For a while I didnt have enough 2x4's to frame the roof, so the plywood just sat on the top..
While the chickens grew fast I didn't know how I was going to fence them all in outside.. I found this metal framed thing and wrapped it in chicken wire and set it on wood blocks.. It worked for a while..
I wasn't ready for them to perch yet so I had to come up with something fast.. I made a quick and easy poop deck for the time being..
They barely eat any store bought food. They have free run of 5 acres and spend all day eating natural food. Talk about Farm Fresh Eggs!!
But when they are hungry and are inside the coop I made this feeder into the wall of the coop. it is slanted in at the bottom. If you look close it is almost completely full and will drop down into the feeding area as they eat. works great and very simple..
The floor was vinyl flooring remnants and makes for easy cleanup.. We live in such a dry environment we are going without anything on the floor..
The interior walls are paneling from a recent remodel of our house when we upgraded to sheetrock.
There is only 2 large nesting boxes with a hatch that opens from the outside.. This works with the amount of laying chickens we have now.. But I am going to have to add more before the babies start laying..
And the greatest part is the siding. Amazingly enough when we bought the 5 acres there was a couple piles of old barn wood. It was painted a few colors.. I dug out the good stuff and cut the warped and moldy stuff off and got the outside that you see in the pictures..
We lost a few cause of predators of some type while we were gone for the weekend. So we grabbed the kennel that the dogs weren't using and now if we go out of town for the day we can leave them all in a bigger and safer area..

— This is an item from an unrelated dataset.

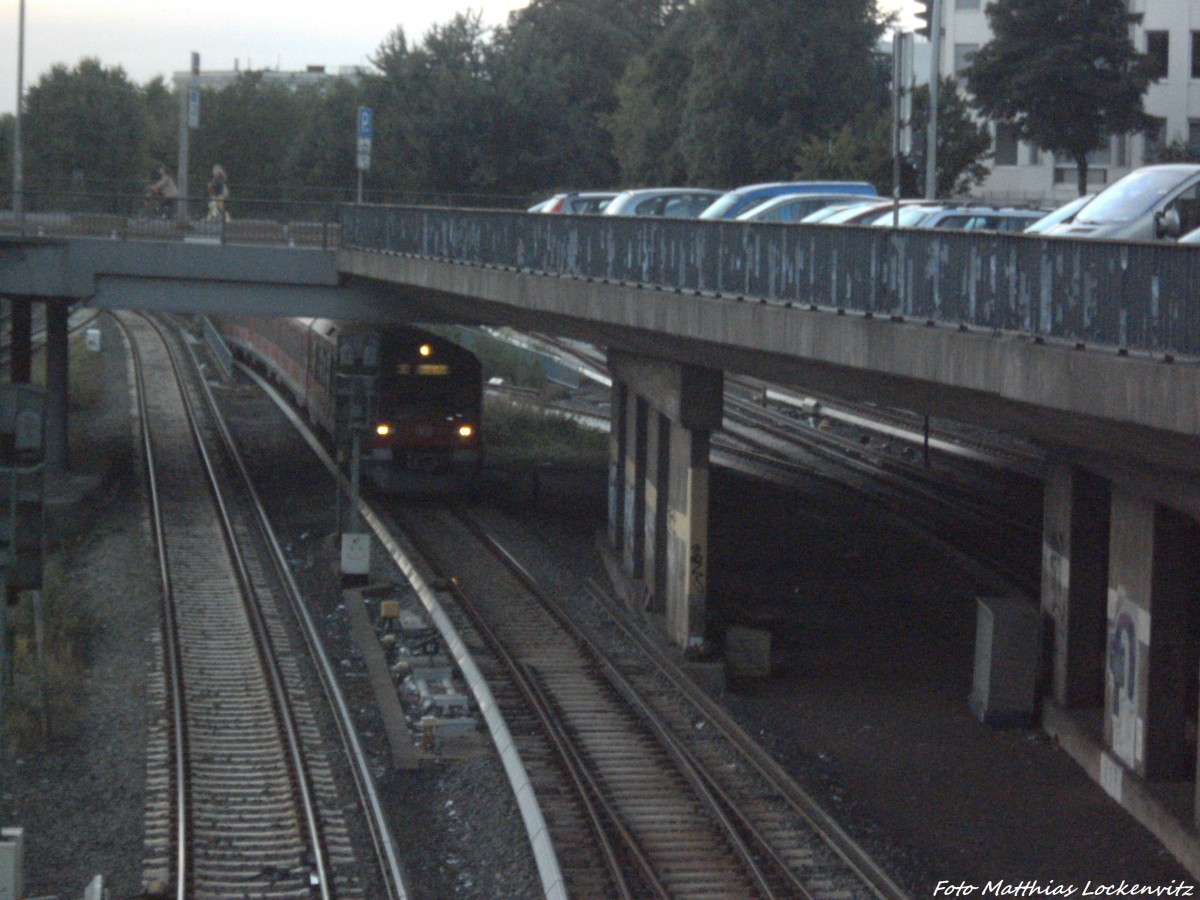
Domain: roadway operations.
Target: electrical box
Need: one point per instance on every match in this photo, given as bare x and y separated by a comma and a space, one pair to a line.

In February we added 12 more chicks to the flock and have recently been staying with the older chickens.. I had to add a ladder made from old pallets. It has hinges on the top and a chain on the ceiling it hooks into for full floor access for cleaning..
The chicken door is in metal railing and is attached to a string and a pulley setup so that the string comes out the front of the coop. You can open and close it with a pull of the string from the coops front deck area.
The recently added babies
They are all there.. I said smile for the camera but none did.. weird...
What the future plans are::
Find the rest of the tin to finish the roof. The tarp works ok for now, but I want tin.
I have acquired about a dozen windows and am planning an attached greenhouse to this. Use the chickens to help warm it in the winters and use their carbon dioxide to help the plants grow. In return the chickens will love scratching through the old plants.